Attention cocktail nerds: Common Good opening in downtown Glen Ellyn
If you're a cocktail nerd, then you're eagerly awaiting the Friday opening of Common Good in downtown Glen Ellyn.
If you're new to craft cocktails and had no idea a centrifuge is actually a bartender's coolest toy, you might think the sophisticated and inventive drinks are a little intimidating.
But the owners of the new cocktail house across from the Metra station want you to check all those kinds of assumptions at the door.
"When someone comes in and is like 'I don't know anything about cocktails,' that to me is a very sacred thing," said Mike Melazzo, one of the owners. "It's like you're giving a lot of trust in us and me and the work that we do."
So don't worry if you're not a mezcal expert. The process of ordering drinks at Common Good has everything to do with engaging with the bartenders and nothing to do with trying to impress them.
"We're going to try to craft the design of every cocktail as beautifully as we possibly can, and we really do want people, like our mission statement says, to have the best cocktails that they've ever tasted," says Chad Hauge, another owner with his wife, Alicia, the director of operations. "But it's more important that all of that craft is in service of a community, and that's the community of our employees. That's the community here of the people who we serve."

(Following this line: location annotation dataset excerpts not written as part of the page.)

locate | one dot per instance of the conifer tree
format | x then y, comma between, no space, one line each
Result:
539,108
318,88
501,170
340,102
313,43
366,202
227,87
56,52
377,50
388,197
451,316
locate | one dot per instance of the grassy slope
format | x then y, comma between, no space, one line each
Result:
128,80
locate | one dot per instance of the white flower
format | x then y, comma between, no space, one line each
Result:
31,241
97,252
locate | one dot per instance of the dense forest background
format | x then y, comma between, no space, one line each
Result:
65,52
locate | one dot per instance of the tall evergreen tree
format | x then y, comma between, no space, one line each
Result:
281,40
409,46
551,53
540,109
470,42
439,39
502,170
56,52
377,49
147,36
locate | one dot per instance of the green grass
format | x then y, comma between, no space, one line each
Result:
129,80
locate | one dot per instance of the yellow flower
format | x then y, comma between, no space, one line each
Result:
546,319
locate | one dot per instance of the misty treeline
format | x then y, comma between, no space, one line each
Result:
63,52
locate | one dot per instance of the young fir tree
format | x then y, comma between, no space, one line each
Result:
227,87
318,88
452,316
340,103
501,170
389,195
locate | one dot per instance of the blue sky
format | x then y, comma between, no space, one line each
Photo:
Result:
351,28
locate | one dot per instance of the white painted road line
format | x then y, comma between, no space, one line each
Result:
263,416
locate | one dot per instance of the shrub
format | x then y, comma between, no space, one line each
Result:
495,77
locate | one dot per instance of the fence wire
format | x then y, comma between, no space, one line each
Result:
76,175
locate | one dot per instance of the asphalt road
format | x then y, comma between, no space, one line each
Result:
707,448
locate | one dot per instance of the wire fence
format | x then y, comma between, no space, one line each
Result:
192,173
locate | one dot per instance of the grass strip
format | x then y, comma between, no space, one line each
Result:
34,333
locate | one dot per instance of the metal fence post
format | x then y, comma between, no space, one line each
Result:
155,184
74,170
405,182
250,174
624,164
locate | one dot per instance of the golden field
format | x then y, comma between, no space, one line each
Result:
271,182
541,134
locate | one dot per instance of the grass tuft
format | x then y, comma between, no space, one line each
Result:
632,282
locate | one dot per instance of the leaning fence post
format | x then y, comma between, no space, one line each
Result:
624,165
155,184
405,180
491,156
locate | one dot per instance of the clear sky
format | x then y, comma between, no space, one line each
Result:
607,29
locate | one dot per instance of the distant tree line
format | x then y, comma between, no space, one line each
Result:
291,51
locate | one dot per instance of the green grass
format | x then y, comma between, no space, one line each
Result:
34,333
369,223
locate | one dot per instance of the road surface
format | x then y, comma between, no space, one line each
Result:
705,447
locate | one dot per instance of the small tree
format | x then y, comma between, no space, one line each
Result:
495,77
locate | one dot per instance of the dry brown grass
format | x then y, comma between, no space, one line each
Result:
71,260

In advance of the bar's opening, we asked Melazzo and Hauge to tell us about the community they're trying to create, their favorite drinks of the moment and their backgrounds in some of Chicago's most revered drinking establishments.
Melazzo and Hauge are the former beverage directors of Chicago's Mott St. and Longman & Eagle, respectively. Alicia Hauge previously was director of catering and public relations at Bang Bang Pie & Biscuits. They all live in the city's Logan Square neighborhood, but they have suburban connections: Melazzo is a Wheaton Academy grad, and Hauge graduated from Wheaton College. He's also an actor in Wheaton's Shakespeare in the Park productions.

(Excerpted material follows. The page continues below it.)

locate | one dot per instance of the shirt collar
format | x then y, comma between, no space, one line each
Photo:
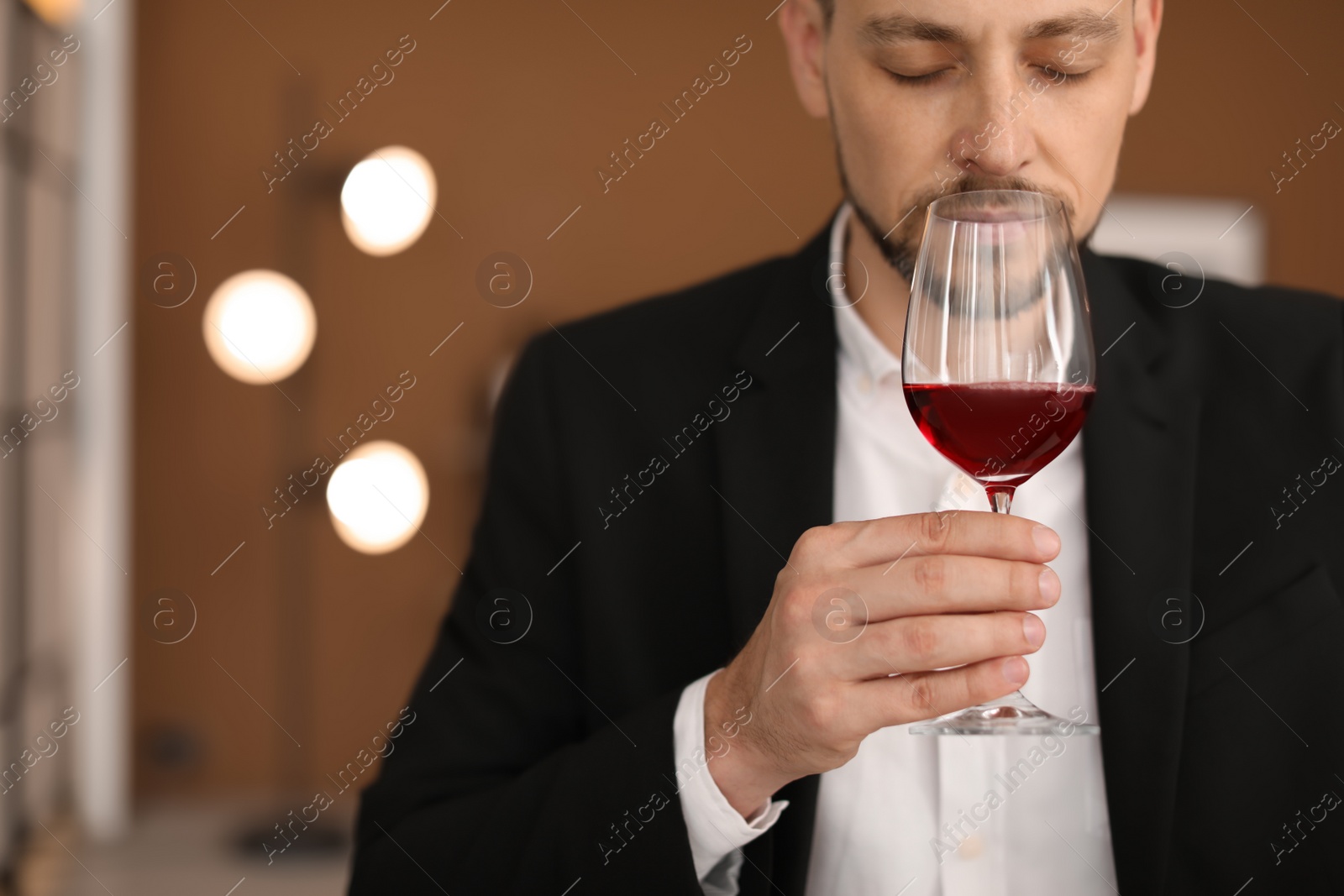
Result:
857,342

Melazzo's favorite menu item -- the Seersucker Samurai -- is perfect for fall, made with White Oak Akashi Japanese whiskey, burdock root, muddled tarragon and Lot No. 40 Canadian whiskey.
"It's kind of like a savory julep. It's a julep that's not super sweet. It's got the savory, herbaceous qualities to it, served on crushed ice."
Hauge says the house Sazerac is the best he's ever tasted -- and he used to run a whiskey bar known for its whiskey cocktails.
"We're using a 25-year-old Armagnac in it, an Armagnac that has been noted in the Wine and Spirits Journal as being one of the top 10 spirits ever made," he said.
And despite such a distinguished ingredient, Common Good is charging a relatively reasonable $12 for its Sazerac.
A 17-foot bench custom-made by a Chicago upholsterer provides communal seating with a view of the bar and a wall mosaic hand-tiled by Hauge in a former fly-fishing shop at 560 Crescent Blvd.
"We think there is a little bit of a sexy vibe in here, but it's not so dimly lit, and it's not so focused on the drink itself that it becomes precious," he said. "I'd like to think this bar's design is in service of the craft for the community."
The owners each gave examples of the kind of community they fostered in Chicago.
Hauge: "At Longman, one of my favorite things is I get to know not just the entire neighborhood of Logan Square, but I'd see two people belonging in communities that would never overlap in normal circumstances. They get to know each and become friends, and I love the idea of cultivating and curating an atmosphere where that can happen."
Melazzo: "The moments I remember most from being behind the bar aren't when someone's like, 'Oh I love this cocktail' or talking about the drink. That's fine. We've had moments at Mott where people come, they meet at the bar, and then I've had people come in a few months later, 'We're getting engaged now. We met here.'"
To understand the hospitality behind the bar, Melazzo compares the role of the bartender to that of an old-school tailor.
"They're not going to pick something off a rack," he said. "They're making something just for you, and while our seasonal cocktail menu I think is where I would point most people to at first, I think the exciting part of a bar like this is the ability to improvise and introduce other things."
To improvise, bartenders can ask a series of questions: What's your mood? Do you want to be refreshed or satisfied? Do you want a spirit-forward cocktail or something light and easily drinkable? What flavors are you craving? Spicy? Smoky? Sour? Herbal?
"It's just engagement with the bartender in the same way that we want to be engaged with when we're sitting down at the bar," Hauge said.